Yup... You can pet the dang dog.
Reviewed by Liam Noble Shearer
It's not all about the dog.
When the trailer for Bloober Team's Blair Witch: Oculus Quest Edition was revealed earlier this month, I - like literally everyone else in the VR community - was instantly infatuated with the prospect of getting to actually pet the dog.
I'll cut to the chase: you can and it's great.
But the game is far more than that. It's an immersive and (at times) terrifying experience which takes everything that was great about the console version and translates it valiantly to VR.
But it's also an imperfect experience. In fact, at times, it's even a bit disappointing.
A new perspective on a familiar story.
Blair Witch VR takes place in 1996. You step into the shoes of Ellis, a retired cop in search for a young boy missing in Maryland's Black Hills Forest. The game begins with a trigger warning: it intends to deal with the profound and lingering psychological effects of trauma and PTSD. The horror stems as much from Ellis' past as it does from the monsters that lurk in the woods.
As you can probably tell, not much has changed in terms of story, character and plot. In that respect, it's basically the same as the version released on PC and console last year.
But that doesn't mean the game isn't worth revisiting. The change in mechanics brought around by Blair Witch's conversion to VR have fundamentally transformed the way the game plays.
The scares depend far more on building tension rather than throwing jump-scares in your face, so I'd recommend trying to tackle it in a single sitting. If you cannot, though, the game's built-in journal can help to bridge the gaps between play. For everyone else, it'll be kind of useless.
You are joined by the show-stealing Bullet, your trusty German Shepherd. And yes, thanks to the wonders of VR and a substantial graphical upgrade on the Quest 2, you can really interact with your loyal companion. He almost seems to serve as Ellis' psychiatric service dog, as his wander through woods becomes exceedingly unpleasant. I certainly thought it was a great comfort having him around, even if he is a glitchy little devil at times.

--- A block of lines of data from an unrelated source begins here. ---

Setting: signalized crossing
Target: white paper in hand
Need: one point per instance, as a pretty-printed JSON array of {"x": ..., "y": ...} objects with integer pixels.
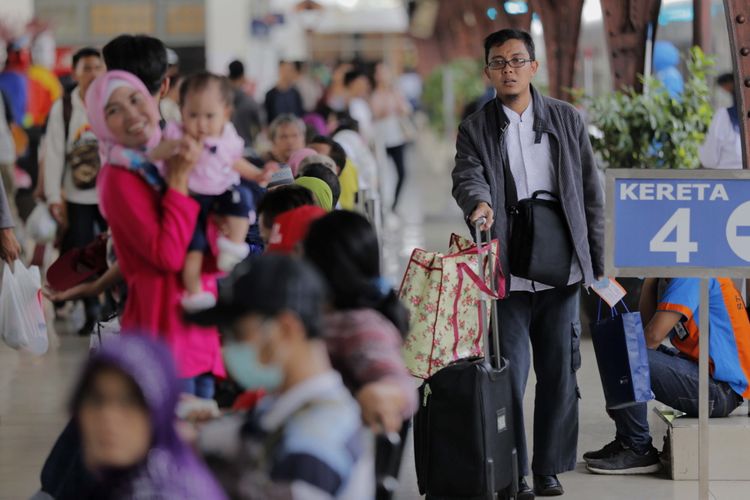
[{"x": 609, "y": 290}]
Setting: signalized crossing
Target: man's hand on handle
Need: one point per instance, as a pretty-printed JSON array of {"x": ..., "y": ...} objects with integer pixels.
[{"x": 483, "y": 210}]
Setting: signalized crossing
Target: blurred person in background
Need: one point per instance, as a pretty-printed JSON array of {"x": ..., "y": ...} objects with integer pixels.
[
  {"x": 290, "y": 229},
  {"x": 247, "y": 115},
  {"x": 722, "y": 147},
  {"x": 284, "y": 98},
  {"x": 324, "y": 172},
  {"x": 287, "y": 135},
  {"x": 303, "y": 440},
  {"x": 335, "y": 96},
  {"x": 124, "y": 406},
  {"x": 364, "y": 331},
  {"x": 44, "y": 86},
  {"x": 169, "y": 105},
  {"x": 347, "y": 171},
  {"x": 10, "y": 250},
  {"x": 278, "y": 201},
  {"x": 71, "y": 168},
  {"x": 390, "y": 109},
  {"x": 309, "y": 88},
  {"x": 358, "y": 94}
]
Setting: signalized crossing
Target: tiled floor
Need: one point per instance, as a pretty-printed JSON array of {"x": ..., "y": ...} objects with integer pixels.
[{"x": 33, "y": 391}]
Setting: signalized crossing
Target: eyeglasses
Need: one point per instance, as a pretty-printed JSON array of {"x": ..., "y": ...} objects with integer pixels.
[{"x": 516, "y": 62}]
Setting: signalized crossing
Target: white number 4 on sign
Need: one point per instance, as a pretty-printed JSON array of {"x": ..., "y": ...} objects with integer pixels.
[{"x": 682, "y": 247}]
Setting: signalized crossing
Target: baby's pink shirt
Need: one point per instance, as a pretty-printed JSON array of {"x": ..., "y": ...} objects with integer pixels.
[{"x": 213, "y": 174}]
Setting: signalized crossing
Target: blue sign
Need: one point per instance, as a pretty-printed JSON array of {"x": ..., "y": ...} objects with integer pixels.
[{"x": 691, "y": 222}]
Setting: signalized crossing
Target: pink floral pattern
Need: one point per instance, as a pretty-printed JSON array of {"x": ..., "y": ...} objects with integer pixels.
[{"x": 434, "y": 286}]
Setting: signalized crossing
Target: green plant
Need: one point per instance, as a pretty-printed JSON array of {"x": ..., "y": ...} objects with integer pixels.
[
  {"x": 468, "y": 84},
  {"x": 653, "y": 129}
]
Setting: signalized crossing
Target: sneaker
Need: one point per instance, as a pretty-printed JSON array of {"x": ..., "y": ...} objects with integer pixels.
[
  {"x": 197, "y": 302},
  {"x": 627, "y": 461},
  {"x": 609, "y": 449}
]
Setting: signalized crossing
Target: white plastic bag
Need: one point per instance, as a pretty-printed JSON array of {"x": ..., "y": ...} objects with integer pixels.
[
  {"x": 40, "y": 225},
  {"x": 104, "y": 332},
  {"x": 22, "y": 323}
]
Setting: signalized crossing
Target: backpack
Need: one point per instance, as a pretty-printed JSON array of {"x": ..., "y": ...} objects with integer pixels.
[{"x": 83, "y": 157}]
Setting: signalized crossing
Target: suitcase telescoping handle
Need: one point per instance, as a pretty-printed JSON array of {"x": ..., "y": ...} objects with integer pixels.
[{"x": 487, "y": 302}]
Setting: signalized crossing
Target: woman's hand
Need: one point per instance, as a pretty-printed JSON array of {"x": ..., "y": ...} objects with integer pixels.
[
  {"x": 179, "y": 166},
  {"x": 382, "y": 405}
]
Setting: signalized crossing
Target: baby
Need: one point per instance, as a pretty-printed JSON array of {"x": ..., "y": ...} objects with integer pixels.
[{"x": 206, "y": 108}]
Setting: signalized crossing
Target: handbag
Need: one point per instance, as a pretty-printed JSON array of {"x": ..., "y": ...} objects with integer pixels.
[
  {"x": 443, "y": 294},
  {"x": 622, "y": 357},
  {"x": 540, "y": 247}
]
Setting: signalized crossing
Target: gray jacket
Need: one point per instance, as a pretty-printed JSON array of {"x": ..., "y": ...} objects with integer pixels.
[{"x": 479, "y": 176}]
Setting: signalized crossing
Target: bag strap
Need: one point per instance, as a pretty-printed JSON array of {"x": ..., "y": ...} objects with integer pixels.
[{"x": 511, "y": 193}]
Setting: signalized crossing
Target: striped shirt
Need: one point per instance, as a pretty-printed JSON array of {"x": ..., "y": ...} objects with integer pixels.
[{"x": 729, "y": 342}]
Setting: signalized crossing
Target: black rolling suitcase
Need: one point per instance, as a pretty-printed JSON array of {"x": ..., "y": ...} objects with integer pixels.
[{"x": 463, "y": 431}]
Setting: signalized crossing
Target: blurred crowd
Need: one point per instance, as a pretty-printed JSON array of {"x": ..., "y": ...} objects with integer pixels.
[{"x": 244, "y": 343}]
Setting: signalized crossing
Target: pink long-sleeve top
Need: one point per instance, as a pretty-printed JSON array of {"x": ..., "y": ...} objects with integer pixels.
[{"x": 151, "y": 232}]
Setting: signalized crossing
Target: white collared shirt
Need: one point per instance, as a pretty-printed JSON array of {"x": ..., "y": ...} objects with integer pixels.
[{"x": 533, "y": 170}]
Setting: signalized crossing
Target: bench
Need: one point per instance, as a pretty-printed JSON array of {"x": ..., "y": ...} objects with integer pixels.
[{"x": 729, "y": 447}]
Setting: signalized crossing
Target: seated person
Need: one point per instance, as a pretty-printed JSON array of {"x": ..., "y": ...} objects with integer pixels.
[
  {"x": 305, "y": 439},
  {"x": 347, "y": 172},
  {"x": 674, "y": 372},
  {"x": 278, "y": 201},
  {"x": 325, "y": 173}
]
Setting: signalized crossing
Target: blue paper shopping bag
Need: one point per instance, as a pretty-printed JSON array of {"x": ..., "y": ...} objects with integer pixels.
[{"x": 622, "y": 357}]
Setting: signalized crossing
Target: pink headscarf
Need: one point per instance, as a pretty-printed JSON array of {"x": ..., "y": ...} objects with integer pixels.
[
  {"x": 297, "y": 158},
  {"x": 96, "y": 100}
]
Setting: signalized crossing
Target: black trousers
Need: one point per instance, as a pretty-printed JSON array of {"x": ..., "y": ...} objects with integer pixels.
[
  {"x": 85, "y": 222},
  {"x": 547, "y": 324}
]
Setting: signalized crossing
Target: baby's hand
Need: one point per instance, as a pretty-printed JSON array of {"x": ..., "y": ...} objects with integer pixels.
[{"x": 166, "y": 149}]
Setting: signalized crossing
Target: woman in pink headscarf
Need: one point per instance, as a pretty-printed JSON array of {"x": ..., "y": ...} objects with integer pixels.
[{"x": 152, "y": 219}]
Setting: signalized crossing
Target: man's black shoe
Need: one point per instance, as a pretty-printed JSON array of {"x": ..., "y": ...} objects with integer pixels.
[
  {"x": 547, "y": 486},
  {"x": 608, "y": 450},
  {"x": 627, "y": 461},
  {"x": 524, "y": 490}
]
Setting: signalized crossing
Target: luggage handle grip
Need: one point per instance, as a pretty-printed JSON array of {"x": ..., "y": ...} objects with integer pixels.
[{"x": 495, "y": 337}]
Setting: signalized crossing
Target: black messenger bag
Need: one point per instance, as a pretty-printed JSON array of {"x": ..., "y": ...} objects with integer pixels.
[{"x": 540, "y": 247}]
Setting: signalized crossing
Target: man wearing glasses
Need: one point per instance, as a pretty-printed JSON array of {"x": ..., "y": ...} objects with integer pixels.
[{"x": 543, "y": 145}]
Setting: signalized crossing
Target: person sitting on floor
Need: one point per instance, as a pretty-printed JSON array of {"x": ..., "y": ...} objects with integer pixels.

But interacting with Bullet isn't the only addition. Other new features - like the '90s camcorder and your cell phone - add interesting new storytelling dynamics and help to create some truly creepy moments. The camcorder also offers the vast majority of the game's puzzle sections.
An imperfect transition.
Just because this thing released after the launch of the Oculus Quest 2, doesn't mean the original Quest has been excluded. In fact, it runs pretty well on it. Of course, there are certainly a few trade-offs. The Quest's technical limitations are extremely noticeable in comparison to both the Quest 2's improved graphics and the beauty of last year's console release.
If you were to give it a go on the original Quest, you wouldn't only be sacrificing realistic dog fur, detailed tree bark, higher pixel density and decorative foliage and grass. You'll also be giving up the improved 3D models, lighting effects and certain VFX.
The game transitioned fairly well to VR, at some points making me wonder how it was ever not a VR experience. But the presence of "letterbox" cutscenes break the immersion completely and seem only to diminish the experience overall. I found myself almost angry that the developers even thought to include this in the final game.
Furthermore, although the graphical updates are nice, the game still at times seems a bit rough-round-the-edges. Especially on the original Quest, fog-walls in daylight sections serve to remind us that this game was intended for more powerful hardware. Bullet jumps and glitches like crazy at times. It isn't game breaking, but it can serve to diminish your immersion.
A great many critics decided when the console version released last that the developer's attempts to often disorientate you in the woods simply caused frustration. The novelty of having no idea where to go soon vanished and boredom quickly took its place.
The Oculus Quest version improves on this, and helps to keep "getting lost" interesting, but at times the ghost of 'when on earth is something going to happen?!' joins the long list of horrors in the Black Hills Forest.
Walking around in VR is also at times uncomfortable and disorientating, which isn't great news for a game basically all about walking around in VR. Once again, it isn't game breaking, but a few sections in particular stand out as deeply unpleasant. Not because they're scary, but because I wasn't having fun.
Let's be totally honest with one another for a second. So-called 'movie games' have an illustrious history of being absolutely awful. Similarly, VR ports usually are haunted with as much jank and glitch as a 1950s haunted house. Most of the time they're barely playable.
Blair Witch suffers from neither of these. The experience, which should take most people only 5 or 6 hours to complete, is a perfectly functional and at times downright disturbing VR horror experience.
It's not without its faults, though. Graphical glitches and a major visual downgrade on the original Quest mean that some might consider Blair Witch VR one step forward and two steps back. The fact that moving around can also be a pain only serves to further diminish what could have been an impressive transition to VR.
Is it the kind of experience you're going to play again and again? Probably not. But if you're looking for a Halloween novelty to carry you through to the first of November, this should be your first port of call.